For the human organism, water is essential for life. Furthermore, it is the component which exists in highest quantities in the body: there isn’t a single system within the human body that doesn’t directly depend on water, it is therefore perfectly obvious why maintaining correct hydration levels is essential for good health.

The water within our body is partially lost and consumed every day (through our urine, faeces, perspiration and breath), it must therefore be continually replenished.

The elderly and younger children are most at risk of dehydration, much like those who tend not to drink very much, due to the fact that they don’t often feel thirsty.

A number of nutrition experts have decided to publish an innovative pyramid, aimed at providing information on correct hydration to the healthy adult Italian population. Let’s take a closer look!
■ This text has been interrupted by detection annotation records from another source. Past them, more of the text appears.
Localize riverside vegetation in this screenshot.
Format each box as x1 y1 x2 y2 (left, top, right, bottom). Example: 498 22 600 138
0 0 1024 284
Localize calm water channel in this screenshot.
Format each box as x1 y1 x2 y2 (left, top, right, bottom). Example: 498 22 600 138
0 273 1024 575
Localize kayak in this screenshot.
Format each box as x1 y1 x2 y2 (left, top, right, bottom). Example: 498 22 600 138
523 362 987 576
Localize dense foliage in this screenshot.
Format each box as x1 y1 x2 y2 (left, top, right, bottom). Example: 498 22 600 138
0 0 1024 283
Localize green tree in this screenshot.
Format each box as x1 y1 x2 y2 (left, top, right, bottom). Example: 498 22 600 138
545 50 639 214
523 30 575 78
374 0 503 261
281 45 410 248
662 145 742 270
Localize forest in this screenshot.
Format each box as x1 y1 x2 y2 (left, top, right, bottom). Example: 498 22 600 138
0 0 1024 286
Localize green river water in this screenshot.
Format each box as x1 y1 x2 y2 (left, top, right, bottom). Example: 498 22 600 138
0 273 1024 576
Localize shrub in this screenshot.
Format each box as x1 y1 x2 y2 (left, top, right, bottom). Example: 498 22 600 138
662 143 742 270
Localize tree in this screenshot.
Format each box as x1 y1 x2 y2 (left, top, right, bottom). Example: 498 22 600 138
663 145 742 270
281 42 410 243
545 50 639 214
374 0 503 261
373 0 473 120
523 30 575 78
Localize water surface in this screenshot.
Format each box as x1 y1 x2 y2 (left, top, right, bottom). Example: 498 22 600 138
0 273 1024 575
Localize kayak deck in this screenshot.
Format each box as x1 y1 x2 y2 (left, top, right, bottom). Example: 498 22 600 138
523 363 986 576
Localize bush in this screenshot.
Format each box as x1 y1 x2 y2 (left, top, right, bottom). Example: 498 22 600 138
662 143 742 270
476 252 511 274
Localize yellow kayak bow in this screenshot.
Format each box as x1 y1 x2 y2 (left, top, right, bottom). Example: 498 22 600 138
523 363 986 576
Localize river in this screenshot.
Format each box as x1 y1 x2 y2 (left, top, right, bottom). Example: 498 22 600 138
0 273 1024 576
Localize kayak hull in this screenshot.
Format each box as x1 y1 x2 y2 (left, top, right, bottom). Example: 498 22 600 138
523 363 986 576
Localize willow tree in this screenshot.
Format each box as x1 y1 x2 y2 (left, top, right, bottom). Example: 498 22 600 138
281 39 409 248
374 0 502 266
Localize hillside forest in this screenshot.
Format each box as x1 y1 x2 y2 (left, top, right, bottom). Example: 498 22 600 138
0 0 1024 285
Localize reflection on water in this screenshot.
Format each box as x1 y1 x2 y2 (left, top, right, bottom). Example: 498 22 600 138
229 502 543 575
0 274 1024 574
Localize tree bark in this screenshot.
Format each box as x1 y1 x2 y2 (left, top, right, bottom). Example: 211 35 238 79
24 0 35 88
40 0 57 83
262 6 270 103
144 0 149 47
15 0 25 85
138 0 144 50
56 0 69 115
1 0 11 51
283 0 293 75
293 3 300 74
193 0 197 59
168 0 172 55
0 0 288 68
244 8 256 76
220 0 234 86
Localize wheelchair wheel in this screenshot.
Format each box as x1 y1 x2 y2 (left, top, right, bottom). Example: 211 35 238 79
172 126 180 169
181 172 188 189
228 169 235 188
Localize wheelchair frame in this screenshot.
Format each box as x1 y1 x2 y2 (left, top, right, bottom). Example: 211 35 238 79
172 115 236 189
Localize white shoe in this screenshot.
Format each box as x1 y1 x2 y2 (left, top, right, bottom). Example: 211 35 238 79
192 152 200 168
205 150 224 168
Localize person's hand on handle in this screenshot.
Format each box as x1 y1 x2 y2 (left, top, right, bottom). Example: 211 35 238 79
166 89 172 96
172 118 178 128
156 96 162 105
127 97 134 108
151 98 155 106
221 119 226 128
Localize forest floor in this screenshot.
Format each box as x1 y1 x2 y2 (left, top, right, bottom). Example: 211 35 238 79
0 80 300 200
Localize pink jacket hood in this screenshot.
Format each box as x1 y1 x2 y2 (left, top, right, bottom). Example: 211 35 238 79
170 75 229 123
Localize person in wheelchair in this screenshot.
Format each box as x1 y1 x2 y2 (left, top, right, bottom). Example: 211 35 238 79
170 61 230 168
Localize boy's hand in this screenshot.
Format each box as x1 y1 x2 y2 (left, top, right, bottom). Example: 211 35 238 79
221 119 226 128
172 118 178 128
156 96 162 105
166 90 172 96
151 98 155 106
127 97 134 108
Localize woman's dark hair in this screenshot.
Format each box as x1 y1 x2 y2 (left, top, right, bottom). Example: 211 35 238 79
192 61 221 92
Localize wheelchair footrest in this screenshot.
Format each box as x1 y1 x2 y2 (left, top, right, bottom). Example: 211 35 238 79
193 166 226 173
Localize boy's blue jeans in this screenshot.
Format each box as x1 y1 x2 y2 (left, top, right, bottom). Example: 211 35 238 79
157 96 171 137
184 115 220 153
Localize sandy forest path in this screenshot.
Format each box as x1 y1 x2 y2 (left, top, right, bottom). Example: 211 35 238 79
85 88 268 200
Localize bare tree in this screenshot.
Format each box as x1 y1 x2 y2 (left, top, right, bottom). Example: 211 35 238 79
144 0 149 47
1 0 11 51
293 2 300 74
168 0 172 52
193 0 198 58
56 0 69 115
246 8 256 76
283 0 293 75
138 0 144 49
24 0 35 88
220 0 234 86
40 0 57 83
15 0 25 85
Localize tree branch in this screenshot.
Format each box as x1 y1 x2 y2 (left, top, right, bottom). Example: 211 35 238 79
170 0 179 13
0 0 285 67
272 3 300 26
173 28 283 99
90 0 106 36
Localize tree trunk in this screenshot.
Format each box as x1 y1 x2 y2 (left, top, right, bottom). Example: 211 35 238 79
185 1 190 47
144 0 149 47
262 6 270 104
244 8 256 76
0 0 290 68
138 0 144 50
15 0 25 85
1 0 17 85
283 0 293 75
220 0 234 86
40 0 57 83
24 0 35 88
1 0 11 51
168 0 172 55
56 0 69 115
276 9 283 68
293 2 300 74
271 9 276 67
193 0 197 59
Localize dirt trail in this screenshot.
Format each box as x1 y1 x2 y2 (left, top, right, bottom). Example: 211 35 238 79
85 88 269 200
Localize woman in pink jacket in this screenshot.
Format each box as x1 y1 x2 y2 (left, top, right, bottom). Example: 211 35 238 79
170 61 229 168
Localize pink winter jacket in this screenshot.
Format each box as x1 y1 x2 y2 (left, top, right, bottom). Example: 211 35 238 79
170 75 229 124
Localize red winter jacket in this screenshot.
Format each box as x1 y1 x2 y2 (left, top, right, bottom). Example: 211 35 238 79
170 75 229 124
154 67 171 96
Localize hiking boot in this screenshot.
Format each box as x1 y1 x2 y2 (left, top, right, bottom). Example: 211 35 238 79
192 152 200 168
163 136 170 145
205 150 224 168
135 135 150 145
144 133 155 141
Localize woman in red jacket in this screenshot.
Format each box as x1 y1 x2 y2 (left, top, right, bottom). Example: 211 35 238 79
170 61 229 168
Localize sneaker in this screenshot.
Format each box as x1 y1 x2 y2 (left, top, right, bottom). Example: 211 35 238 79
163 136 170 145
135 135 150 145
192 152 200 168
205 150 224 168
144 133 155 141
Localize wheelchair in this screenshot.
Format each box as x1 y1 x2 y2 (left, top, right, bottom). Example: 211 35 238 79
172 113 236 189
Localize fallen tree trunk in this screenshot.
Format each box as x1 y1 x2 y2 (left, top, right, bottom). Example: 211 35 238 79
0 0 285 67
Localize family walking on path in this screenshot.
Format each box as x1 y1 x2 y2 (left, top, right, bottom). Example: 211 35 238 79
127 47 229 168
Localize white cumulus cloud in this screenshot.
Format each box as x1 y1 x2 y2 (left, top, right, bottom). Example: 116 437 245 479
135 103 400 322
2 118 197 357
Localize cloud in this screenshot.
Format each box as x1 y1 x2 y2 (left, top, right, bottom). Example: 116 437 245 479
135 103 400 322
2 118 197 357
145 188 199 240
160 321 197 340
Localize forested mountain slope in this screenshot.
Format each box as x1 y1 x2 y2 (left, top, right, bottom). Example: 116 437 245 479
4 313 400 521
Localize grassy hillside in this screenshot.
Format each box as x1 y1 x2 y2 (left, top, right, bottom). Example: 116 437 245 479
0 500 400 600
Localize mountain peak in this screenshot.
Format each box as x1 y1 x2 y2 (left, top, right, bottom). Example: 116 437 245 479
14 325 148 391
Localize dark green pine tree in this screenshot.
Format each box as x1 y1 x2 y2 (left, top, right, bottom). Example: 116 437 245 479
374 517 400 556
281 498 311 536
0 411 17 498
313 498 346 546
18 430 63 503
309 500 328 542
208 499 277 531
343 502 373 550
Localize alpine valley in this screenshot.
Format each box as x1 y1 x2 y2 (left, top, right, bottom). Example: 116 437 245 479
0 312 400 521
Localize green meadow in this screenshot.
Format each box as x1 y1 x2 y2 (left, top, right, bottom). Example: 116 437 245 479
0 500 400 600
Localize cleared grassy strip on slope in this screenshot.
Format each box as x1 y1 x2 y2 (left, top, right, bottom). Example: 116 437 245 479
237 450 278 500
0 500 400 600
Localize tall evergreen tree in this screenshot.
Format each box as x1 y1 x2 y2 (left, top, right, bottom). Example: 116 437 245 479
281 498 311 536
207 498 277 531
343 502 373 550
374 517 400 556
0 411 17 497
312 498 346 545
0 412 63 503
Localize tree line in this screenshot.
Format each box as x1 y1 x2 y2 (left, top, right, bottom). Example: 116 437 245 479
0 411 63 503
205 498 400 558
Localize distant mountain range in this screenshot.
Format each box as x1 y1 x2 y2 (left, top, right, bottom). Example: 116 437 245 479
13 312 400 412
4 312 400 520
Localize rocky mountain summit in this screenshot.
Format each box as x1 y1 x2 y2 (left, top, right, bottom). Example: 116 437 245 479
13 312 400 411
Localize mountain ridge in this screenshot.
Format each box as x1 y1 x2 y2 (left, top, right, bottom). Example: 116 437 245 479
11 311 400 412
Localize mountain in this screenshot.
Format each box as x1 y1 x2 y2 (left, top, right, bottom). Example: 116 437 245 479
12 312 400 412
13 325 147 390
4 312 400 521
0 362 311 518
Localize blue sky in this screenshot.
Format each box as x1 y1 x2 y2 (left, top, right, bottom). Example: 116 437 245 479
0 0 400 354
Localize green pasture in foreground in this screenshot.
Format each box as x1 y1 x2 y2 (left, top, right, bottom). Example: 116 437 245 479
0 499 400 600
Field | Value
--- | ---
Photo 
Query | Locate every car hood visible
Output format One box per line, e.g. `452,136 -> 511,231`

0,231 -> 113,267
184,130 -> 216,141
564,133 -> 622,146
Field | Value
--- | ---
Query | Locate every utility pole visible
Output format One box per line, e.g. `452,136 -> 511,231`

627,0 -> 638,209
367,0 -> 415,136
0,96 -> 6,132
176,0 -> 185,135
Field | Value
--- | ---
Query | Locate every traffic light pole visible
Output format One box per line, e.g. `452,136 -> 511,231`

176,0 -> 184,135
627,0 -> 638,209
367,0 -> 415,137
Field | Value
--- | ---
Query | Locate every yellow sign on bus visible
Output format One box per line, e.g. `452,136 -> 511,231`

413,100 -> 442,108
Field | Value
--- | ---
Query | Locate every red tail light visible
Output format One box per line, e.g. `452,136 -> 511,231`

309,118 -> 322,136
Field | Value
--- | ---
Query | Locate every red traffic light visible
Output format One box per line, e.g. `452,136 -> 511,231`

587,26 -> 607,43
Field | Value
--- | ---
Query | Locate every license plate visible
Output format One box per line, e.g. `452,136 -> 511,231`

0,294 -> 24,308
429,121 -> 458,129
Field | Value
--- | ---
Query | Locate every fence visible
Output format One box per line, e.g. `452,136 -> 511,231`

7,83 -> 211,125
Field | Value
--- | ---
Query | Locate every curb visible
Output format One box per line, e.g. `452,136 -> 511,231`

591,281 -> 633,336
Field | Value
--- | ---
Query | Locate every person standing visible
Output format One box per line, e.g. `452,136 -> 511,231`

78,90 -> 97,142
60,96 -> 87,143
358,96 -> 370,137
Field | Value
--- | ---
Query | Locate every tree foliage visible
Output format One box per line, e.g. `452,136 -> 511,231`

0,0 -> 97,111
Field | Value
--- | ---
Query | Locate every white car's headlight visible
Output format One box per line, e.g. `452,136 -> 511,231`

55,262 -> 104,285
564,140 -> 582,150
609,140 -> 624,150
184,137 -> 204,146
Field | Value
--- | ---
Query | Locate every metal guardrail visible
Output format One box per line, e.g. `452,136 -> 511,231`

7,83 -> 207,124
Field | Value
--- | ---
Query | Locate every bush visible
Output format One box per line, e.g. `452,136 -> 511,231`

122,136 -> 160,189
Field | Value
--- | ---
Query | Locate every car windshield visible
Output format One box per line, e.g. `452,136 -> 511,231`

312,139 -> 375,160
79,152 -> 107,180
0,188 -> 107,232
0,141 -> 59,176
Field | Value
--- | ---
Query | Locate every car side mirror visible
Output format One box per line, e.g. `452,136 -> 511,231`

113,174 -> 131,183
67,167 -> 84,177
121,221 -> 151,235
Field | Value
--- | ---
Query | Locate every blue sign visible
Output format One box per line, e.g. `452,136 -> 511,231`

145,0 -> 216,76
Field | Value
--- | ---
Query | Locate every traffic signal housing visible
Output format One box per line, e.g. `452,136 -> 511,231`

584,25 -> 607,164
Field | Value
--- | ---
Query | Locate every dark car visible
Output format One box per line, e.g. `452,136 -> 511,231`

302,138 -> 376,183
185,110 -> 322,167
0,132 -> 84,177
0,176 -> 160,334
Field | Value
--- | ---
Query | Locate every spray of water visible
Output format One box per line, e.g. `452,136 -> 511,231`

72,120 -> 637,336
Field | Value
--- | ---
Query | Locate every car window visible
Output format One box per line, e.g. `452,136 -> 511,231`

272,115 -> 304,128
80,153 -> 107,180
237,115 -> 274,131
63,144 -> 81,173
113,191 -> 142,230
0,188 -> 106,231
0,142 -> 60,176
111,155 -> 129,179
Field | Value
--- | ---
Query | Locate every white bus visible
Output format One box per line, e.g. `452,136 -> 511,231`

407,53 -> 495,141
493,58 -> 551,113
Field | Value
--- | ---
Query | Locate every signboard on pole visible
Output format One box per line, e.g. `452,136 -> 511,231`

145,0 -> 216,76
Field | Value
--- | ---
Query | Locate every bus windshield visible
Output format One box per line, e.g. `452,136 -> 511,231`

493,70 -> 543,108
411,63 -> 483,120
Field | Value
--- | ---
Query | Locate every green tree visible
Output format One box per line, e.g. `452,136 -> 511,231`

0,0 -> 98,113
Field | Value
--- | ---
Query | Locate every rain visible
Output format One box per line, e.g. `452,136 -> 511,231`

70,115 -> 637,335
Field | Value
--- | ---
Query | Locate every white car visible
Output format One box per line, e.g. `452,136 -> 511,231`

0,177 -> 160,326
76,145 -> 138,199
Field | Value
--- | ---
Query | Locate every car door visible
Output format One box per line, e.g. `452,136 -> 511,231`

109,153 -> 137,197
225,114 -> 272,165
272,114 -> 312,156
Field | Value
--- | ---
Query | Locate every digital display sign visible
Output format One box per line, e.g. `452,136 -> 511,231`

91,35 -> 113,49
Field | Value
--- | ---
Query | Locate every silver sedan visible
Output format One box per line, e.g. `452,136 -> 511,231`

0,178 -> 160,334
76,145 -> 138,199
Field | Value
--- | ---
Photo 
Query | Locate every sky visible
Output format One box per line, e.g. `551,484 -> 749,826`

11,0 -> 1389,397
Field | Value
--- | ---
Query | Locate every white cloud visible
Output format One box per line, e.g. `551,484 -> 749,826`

“Naturally, water is at the base of the pyramid: out of at least 1.5-2 litres of liquid, it is suggested that we drink 5 glasses of water (of 200 ml each), this is necessary, on average, for maintaining the physiological water balance.”

The water balance must be maintained by drinking mainly water, either tap or bottled, both of which are safe and regulated.

Water doesn’t contain any calories, and any short-term variation in body weight, due to excess loss or retention of water, is false and momentary.

It is not true that sparkling water is harmful to health. It is only when the quantity of gas is very high that minor issues might occur in those who already suffer from gastric or intestinal problems.

“Tea, decaffeinated coffee, barley coffee, infusions and herbal teas, are found on the 2nd level and can make up the remaining quota of liquids for the day (from 0 to 3 glasses).”

For those who love to sweeten their drinks, be careful not to add too much sugar and honey: choose blends that you already find enjoyable to drink, and train your taste buds to appreciate these drinks without adding any sweeteners.

“Milk, pressed vegetable juice, freshly squeezed fruit juice and fruit juice (containing 100% fruit) are situated on the 3rd level, with a suggested intake of 0-2 glasses.”

Milk and drinks based on soya, oats, etc. can be consumed without adding sugar, since our palate already perceives them as being sweet.

However, be careful with industrial fruit juice: with a little bit of organisation you can easily substitute it with freshly squeezed juice prepared at home, which is much healthier and tastier.

“On the 4th level we find all the other types of “juices”, with a suggested intake of 0-1 glasses, or 0-1 cans of non-alcoholic beer”.

Remember that labels such as “with pulp”, “made with fruit juice”, often hide the fact that there is a low percentage of fruit and high levels of sugar, so be sure to read the labels carefully, and don’t be seduced by the captivating images that often appeal to us while we are shopping.

“It is only on the 5th level that coffee appears (both espresso and filter): preferably consumed without sugar, with an intake of between 0 and 5 small cups (equivalent to 0-200 ml) but ensuring that any other sources of caffeine consumed during the day are taken into consideration (energy or cola flavoured drinks, chocolate).”

Excessive caffeine consumption has negative implications for our health, increasing the probability of a number of health issues, for example, osteoporosis.

It is therefore essential to limit the consumption of these drinks, this is especially the case for the younger generations who are often more likely to drink them too much.

“The pyramid has a 6th level for sports drinks formulated for rehydration either before or after intense physical activity, containing various types of sugars and electrolytes, as well as flavourings and colourings to appeal to those who don’t like good old water”.

During moderate physical activity, the majority of people lose around 1-2 litres of sweat per hour, but in some cases it can be as much as 4-6 litres/hour.

A 1% loss in body weight during sporting activity can lead to a 5% drop in physical performance, and an even greater loss that is not adequately compensated for, can leave the person open to life-threatening conditions (hyperthermia, heatstroke).

“Finally, at the tip of the pyramid we find those drinks which, for various reasons, should only be consumed occasionally: soft drinks, energy drinks (energy and sports drinks can be dangerous if consumed regularly and excessively by young people), cordials and highly-sweetened soft drinks”.

This final level includes all those drinks that contain a high percentage of sugars, those which are contributing to increased levels of diabetes and obesity in people that consume them frequently and daily.